And that was Brussels sprouts fact-time! Yay!

My go-to Brussels sprout recipe, and what originally converted me to their cult, is Heidi Swansson’s Golden-Crusted Brussels Sprouts. The cheese is superfluous but the method is perfection – cook halved sprouts with oil and salt, sautéing until they’re carmelized and browned. Crispy outsides, melty insides, addictive throughout. I served them as a side dish when I cooked Thanksgiving at my mom’s house a couple of years ago (everything but the bird), and converted my family in one go.

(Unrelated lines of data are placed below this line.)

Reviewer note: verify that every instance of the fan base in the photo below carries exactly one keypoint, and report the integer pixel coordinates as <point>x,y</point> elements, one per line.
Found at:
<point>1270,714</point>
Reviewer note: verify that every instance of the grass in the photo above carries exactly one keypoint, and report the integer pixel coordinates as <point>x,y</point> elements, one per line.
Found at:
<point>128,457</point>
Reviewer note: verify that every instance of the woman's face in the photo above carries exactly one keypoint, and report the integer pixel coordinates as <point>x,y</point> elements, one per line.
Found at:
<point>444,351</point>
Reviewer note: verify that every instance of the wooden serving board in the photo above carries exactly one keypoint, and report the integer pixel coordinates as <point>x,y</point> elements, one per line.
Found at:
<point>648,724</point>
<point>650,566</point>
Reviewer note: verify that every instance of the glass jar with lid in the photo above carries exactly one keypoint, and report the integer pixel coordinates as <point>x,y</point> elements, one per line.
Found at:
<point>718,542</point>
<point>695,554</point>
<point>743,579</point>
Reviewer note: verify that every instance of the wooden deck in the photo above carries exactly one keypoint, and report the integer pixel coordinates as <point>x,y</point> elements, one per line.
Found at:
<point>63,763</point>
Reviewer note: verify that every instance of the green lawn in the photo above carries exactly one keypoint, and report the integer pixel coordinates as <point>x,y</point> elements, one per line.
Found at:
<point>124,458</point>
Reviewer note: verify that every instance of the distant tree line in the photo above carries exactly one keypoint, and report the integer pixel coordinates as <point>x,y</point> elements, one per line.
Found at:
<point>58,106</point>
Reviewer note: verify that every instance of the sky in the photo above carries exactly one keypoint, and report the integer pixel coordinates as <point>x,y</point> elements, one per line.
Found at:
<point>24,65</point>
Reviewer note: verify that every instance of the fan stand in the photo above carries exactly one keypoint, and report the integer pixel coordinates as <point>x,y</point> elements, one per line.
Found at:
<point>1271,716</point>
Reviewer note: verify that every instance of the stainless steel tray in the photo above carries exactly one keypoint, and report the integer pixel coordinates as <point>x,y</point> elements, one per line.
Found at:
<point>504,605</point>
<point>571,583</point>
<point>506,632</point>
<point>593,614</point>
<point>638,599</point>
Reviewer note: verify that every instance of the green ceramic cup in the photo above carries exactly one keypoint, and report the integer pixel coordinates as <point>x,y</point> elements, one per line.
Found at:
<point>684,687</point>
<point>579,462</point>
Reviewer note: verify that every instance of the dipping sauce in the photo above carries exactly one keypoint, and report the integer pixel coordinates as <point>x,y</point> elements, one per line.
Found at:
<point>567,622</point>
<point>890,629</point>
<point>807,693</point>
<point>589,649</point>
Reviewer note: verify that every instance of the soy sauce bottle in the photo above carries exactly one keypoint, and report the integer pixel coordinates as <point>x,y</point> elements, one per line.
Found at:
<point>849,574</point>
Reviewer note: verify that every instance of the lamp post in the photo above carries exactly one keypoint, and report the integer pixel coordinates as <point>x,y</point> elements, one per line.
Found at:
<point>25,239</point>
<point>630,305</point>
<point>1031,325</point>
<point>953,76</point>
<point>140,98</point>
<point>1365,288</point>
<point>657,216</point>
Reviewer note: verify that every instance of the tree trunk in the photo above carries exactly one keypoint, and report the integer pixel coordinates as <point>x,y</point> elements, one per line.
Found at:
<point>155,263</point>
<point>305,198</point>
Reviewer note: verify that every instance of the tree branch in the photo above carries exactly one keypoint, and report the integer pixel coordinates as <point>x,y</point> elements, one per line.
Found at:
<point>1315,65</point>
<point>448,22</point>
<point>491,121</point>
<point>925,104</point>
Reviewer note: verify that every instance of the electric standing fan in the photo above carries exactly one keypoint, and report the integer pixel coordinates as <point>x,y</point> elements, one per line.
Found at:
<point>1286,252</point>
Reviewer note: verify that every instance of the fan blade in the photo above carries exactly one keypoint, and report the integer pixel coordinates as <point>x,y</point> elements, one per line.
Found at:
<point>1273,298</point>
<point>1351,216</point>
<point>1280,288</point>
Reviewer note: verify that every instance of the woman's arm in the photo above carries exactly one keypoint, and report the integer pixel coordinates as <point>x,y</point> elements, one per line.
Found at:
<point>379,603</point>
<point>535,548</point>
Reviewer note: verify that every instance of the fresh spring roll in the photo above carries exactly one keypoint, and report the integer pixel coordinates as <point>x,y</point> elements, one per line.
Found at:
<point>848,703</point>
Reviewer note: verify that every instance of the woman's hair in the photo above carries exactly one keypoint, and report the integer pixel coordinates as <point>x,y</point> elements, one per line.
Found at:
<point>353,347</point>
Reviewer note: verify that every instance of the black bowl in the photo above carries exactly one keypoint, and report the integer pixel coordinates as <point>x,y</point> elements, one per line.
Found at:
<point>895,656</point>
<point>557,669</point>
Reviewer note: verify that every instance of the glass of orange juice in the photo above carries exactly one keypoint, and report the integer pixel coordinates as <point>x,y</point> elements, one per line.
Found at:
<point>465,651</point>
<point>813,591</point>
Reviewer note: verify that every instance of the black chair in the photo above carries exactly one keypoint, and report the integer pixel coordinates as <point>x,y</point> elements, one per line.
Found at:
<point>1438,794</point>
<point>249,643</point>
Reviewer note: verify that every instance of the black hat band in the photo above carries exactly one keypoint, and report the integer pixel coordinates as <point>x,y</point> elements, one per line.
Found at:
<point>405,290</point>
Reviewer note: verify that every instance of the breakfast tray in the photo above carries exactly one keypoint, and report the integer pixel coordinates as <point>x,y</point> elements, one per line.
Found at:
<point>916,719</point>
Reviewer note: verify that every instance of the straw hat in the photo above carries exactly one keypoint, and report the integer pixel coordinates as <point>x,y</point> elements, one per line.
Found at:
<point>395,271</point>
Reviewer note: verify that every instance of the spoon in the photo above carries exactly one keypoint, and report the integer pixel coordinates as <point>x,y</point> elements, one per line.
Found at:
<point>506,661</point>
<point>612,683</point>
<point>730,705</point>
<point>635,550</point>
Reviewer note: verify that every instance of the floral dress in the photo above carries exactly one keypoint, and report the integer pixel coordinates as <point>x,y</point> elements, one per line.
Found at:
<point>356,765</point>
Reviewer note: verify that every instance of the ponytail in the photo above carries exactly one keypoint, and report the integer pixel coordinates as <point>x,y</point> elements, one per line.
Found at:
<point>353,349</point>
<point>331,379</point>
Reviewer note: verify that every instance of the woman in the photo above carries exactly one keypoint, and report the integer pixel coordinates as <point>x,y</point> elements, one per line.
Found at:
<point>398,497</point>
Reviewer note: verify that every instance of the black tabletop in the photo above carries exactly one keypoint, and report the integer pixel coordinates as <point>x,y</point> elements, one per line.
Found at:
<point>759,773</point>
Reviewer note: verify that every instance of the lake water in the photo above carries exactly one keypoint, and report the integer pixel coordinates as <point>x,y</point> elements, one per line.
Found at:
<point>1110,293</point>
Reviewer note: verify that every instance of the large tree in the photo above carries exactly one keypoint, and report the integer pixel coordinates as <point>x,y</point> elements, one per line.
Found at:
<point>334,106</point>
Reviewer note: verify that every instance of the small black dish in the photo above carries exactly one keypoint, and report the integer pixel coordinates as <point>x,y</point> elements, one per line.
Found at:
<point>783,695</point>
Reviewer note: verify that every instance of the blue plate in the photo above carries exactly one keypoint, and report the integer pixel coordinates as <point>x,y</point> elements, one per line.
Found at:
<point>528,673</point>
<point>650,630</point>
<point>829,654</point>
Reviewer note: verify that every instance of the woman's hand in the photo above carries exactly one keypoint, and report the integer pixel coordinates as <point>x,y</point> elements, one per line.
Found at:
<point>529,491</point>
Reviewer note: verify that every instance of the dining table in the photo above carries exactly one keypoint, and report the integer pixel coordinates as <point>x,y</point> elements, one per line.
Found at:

Sometimes, though, I just don’t have the patience to make sure the cut sides are browned, to find the right balance between thorough cooking inside and out. (Cooking Brussels sprouts too slowly lets the insides steam, giving you that nasty, almost horseradishey flavor.)

(You can also roast these babies in the oven – tossed with oil and salt, laid out on a baking sheet, shaken around once in a while, until browned and delicious. But I’m still living in the land of No Gas to the Kitchen, and a meager few toaster oven-roasted Brussels sprouts is just not enough for my fix.)

So here’s my new favorite way to cook Brussels sprouts – it gives you the pan-sautéed flavor without any of the finicky work.

You shred some sprouts. You heat oil in a pan. You sautee them until they’re done.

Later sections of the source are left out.